In my last post I talked about the case of my poor clients, evicted by their landlords’ mortgagee. In fact the situation was worse that I let on, as not only were they evicted, they also didn’t get their deposit back!
My advice to them was (inter alia) to threaten the agents with an application under the Tenancy Deposit Protection Scheme regulations for the return of the deposit and three times the deposit sum ‘fine’ provided for under the regs. The deposit after all had been paid to the agents.
In my view the fact that they had passed it on to the landlord (which turned out to be a dodgy company – almost certainly without assets) did not excuse them from their responsibility to protect the deposit. Otherwise this would be driving the proverbial coach and horses through the regulations. My letting agent client had told me that they would never pass a deposit on to a landlord unless they were 100% certain that it was going to be protected.

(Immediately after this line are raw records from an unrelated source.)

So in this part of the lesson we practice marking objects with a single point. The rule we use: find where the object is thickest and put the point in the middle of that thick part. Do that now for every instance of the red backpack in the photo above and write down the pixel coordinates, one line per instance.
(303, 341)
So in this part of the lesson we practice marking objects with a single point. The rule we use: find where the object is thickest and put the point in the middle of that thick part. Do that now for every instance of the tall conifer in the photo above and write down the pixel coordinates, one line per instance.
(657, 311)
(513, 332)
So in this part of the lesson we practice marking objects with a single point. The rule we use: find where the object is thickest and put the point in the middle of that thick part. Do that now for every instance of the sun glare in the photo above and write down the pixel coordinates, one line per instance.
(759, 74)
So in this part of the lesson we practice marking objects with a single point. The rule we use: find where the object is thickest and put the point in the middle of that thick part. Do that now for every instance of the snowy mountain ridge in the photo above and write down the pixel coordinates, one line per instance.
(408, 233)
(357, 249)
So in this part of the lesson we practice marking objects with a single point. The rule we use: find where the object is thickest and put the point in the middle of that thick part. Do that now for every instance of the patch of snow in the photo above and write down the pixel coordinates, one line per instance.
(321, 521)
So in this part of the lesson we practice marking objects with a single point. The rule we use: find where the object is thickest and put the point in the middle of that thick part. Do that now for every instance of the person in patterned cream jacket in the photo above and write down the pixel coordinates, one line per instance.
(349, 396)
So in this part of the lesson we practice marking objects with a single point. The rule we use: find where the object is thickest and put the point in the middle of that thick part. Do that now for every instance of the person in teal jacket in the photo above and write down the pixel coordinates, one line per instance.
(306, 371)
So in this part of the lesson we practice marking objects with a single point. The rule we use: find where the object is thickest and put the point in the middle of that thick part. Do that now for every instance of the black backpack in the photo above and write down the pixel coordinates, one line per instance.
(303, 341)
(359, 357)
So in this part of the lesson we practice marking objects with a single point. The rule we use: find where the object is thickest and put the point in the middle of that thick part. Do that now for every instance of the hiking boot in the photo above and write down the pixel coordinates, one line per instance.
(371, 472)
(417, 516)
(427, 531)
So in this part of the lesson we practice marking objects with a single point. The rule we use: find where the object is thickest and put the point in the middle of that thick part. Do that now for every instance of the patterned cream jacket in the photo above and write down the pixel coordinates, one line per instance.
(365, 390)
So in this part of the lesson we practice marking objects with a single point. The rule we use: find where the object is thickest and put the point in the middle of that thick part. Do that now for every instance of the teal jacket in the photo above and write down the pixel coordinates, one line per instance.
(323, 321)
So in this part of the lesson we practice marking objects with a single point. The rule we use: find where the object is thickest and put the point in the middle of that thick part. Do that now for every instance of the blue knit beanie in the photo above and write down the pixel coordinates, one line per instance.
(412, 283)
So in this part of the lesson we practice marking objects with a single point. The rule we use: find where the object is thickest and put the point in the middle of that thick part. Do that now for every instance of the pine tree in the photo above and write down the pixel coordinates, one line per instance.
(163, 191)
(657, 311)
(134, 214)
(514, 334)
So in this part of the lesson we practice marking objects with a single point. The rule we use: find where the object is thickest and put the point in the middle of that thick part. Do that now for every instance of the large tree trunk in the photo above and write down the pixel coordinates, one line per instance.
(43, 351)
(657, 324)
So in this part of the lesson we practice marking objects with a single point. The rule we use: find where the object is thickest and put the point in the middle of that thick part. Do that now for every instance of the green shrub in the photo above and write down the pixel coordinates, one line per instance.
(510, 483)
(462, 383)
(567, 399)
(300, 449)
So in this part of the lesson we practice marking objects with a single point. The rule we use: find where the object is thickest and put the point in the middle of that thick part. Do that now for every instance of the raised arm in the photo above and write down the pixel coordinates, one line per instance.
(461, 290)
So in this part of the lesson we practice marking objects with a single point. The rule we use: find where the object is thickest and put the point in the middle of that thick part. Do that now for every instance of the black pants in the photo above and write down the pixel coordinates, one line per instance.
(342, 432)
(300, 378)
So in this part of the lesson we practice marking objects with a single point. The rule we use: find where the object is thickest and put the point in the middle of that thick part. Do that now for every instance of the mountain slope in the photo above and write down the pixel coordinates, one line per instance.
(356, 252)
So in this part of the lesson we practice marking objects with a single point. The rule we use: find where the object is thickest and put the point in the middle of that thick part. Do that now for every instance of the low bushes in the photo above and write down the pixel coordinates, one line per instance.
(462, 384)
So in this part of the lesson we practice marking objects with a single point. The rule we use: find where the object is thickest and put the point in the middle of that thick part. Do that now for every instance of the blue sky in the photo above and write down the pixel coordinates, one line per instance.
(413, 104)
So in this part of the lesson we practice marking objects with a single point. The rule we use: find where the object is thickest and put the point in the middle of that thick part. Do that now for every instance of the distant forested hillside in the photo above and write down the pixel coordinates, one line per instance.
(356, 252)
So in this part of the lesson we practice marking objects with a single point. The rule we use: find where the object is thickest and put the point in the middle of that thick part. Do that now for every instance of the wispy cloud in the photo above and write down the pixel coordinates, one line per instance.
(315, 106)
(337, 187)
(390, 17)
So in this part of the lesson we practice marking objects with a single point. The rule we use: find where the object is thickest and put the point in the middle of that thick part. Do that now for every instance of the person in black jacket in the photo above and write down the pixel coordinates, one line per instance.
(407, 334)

Initially the agents tried the brush off – “nothing to do with us, we just found the tenants, you need to claim the deposit from the landlord”. My client then spoke to the Deposit Protection Service, who told him that the agents were right, and that they could not claim the deposit from them.
Thankfully, although initially knocked back by this, my client decided to send a stiff letter to the agents, threatening court proceedings, and claiming the deposit, the 3 x fine, all his expenses (including an item I had privately told him was not really recoverable), and substantial compensation. The agents consulted their solicitors and their insurers, and, to my clients surprise and delight, agreed to everything except the compensation!
So a happy ending and champagne all round! But what a good thing my client took no notice of the DPS and decided to send the letter anyway. Otherwise they would now be several thousand pounds poorer.